Avandia. Vioxx. Accutane. Thalidomide. All these drugs work for some people in some very important ways. For other people, they don’t just not work, they’re deadly. Until we have a system that works, it will be hard to tell whether the drugs are working ….or wasting both money …and lives.
Greg

2 comments:

rr said...

self-interest note: I take Avandia.

For you to put these 4 words together in this context:

"Avandia. Vioxx. Accutane. Thalidomide."

... is simply irresponsible. Just like the meta-study of Avandia.

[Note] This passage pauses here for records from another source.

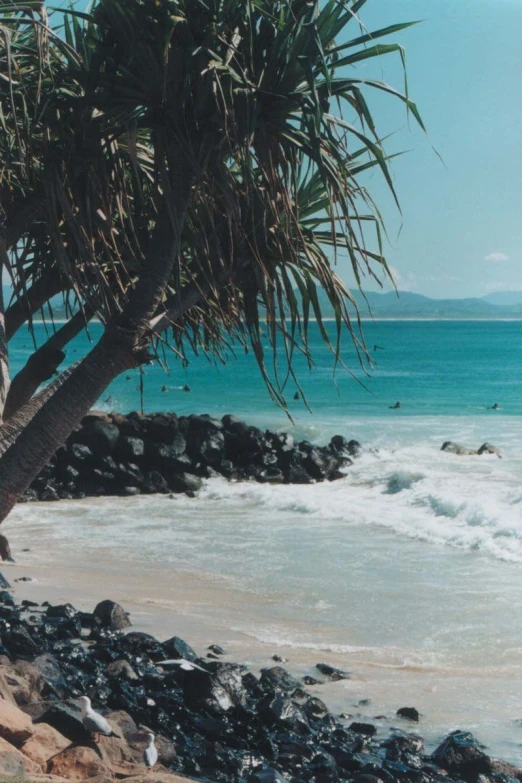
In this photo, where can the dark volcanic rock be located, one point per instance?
(277, 677)
(217, 691)
(66, 718)
(461, 754)
(410, 713)
(99, 435)
(111, 615)
(55, 684)
(332, 672)
(177, 648)
(368, 729)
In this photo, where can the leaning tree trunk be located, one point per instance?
(124, 345)
(61, 414)
(43, 364)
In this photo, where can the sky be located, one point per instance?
(460, 232)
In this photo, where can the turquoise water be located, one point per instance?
(408, 571)
(433, 368)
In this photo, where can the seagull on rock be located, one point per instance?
(150, 754)
(187, 666)
(94, 722)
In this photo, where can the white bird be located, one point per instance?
(187, 666)
(94, 722)
(150, 754)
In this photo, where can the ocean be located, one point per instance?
(408, 572)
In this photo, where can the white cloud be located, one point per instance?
(496, 257)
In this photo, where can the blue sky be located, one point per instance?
(460, 233)
(461, 221)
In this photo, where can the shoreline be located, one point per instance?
(170, 602)
(357, 742)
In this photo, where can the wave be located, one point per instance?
(469, 503)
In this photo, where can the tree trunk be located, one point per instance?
(25, 307)
(42, 364)
(61, 414)
(4, 353)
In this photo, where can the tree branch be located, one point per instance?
(43, 364)
(25, 307)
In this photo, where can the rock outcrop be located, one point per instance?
(113, 454)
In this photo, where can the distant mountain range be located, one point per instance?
(404, 304)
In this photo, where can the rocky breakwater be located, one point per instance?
(219, 722)
(114, 454)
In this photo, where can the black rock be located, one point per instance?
(280, 709)
(368, 729)
(409, 713)
(5, 597)
(121, 669)
(110, 615)
(185, 482)
(461, 754)
(177, 648)
(80, 454)
(64, 611)
(66, 717)
(279, 678)
(266, 775)
(20, 644)
(218, 690)
(332, 672)
(55, 684)
(365, 778)
(100, 436)
(216, 649)
(310, 680)
(139, 643)
(129, 449)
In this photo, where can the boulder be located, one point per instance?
(13, 762)
(280, 709)
(111, 615)
(185, 482)
(219, 690)
(177, 648)
(409, 713)
(367, 729)
(45, 743)
(460, 755)
(277, 677)
(15, 726)
(121, 669)
(100, 436)
(488, 448)
(54, 683)
(19, 643)
(332, 672)
(66, 718)
(5, 687)
(79, 763)
(456, 448)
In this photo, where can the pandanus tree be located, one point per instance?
(186, 171)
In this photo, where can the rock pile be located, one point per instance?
(115, 454)
(221, 724)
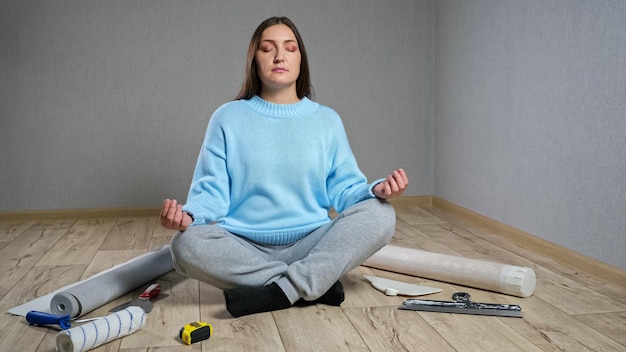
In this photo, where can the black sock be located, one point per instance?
(333, 297)
(244, 300)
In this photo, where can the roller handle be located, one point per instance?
(150, 292)
(42, 318)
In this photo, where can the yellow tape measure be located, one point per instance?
(195, 331)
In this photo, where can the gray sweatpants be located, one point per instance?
(305, 269)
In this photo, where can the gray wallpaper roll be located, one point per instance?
(98, 290)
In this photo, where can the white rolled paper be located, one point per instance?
(508, 279)
(98, 290)
(100, 331)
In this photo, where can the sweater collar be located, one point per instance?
(301, 108)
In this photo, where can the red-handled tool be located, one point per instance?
(143, 300)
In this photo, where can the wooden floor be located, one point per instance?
(573, 309)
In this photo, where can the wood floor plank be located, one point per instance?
(21, 254)
(79, 244)
(10, 230)
(417, 216)
(389, 329)
(183, 348)
(572, 308)
(611, 324)
(256, 332)
(561, 330)
(477, 333)
(564, 293)
(130, 233)
(610, 280)
(317, 328)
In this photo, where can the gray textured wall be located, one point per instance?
(530, 119)
(105, 103)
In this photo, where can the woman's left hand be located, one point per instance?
(393, 186)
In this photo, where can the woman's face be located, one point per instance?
(278, 58)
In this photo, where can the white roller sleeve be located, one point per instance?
(503, 278)
(98, 332)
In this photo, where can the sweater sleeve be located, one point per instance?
(346, 184)
(208, 199)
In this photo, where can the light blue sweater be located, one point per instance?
(271, 172)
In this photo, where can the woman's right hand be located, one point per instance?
(173, 217)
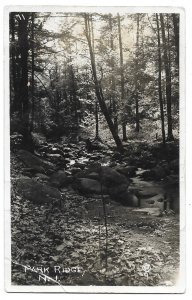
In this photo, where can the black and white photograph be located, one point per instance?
(96, 173)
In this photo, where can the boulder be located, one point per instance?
(111, 177)
(174, 165)
(128, 171)
(35, 163)
(126, 198)
(37, 192)
(151, 211)
(156, 173)
(89, 186)
(156, 198)
(42, 177)
(60, 179)
(147, 193)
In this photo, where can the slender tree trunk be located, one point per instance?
(24, 47)
(159, 82)
(96, 121)
(32, 71)
(114, 104)
(13, 92)
(98, 89)
(96, 100)
(168, 81)
(122, 78)
(136, 79)
(175, 18)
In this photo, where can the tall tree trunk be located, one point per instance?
(96, 100)
(24, 47)
(122, 78)
(168, 81)
(159, 81)
(136, 79)
(114, 104)
(175, 18)
(32, 71)
(13, 77)
(98, 89)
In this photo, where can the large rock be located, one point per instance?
(37, 164)
(151, 211)
(128, 171)
(89, 186)
(125, 197)
(37, 192)
(156, 173)
(60, 179)
(111, 177)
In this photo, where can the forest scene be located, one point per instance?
(94, 138)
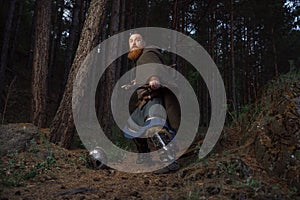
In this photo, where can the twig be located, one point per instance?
(7, 97)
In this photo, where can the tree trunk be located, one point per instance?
(40, 62)
(62, 127)
(232, 59)
(73, 39)
(5, 48)
(110, 72)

While I certainly agree with you that the current system doesn't work, I seriously, seriously doubt that anything the FDA will EVER do will make it work better for anyone, except for the drug companies and the politicians.

As long as there are ill people who have money and blood, there'll be robbers vampires to liberate it from them. All while claiming to do good.

rr

David Hamilton said...

Greg, you leave open the question of exactly how you'd prefer the FDA to decide whether a drug "works" or not. My sense is that the agency has to set the bar somewhere, and the 95% confidence level is pretty well established as an arbitrary but accepted standard. CEOs like Richard Miller complain about the "arbitrariness" of that standard without actually outlining what they'd rather see -- except, of course, a standard that would let a drug like Xcytrin receive approval.

So what are your standards? What should the FDA be doing differently? Or are the frustrated would-be Provenge patients just the victims of the hype-and-retreat cycle that recurs so frequently in biotechnology?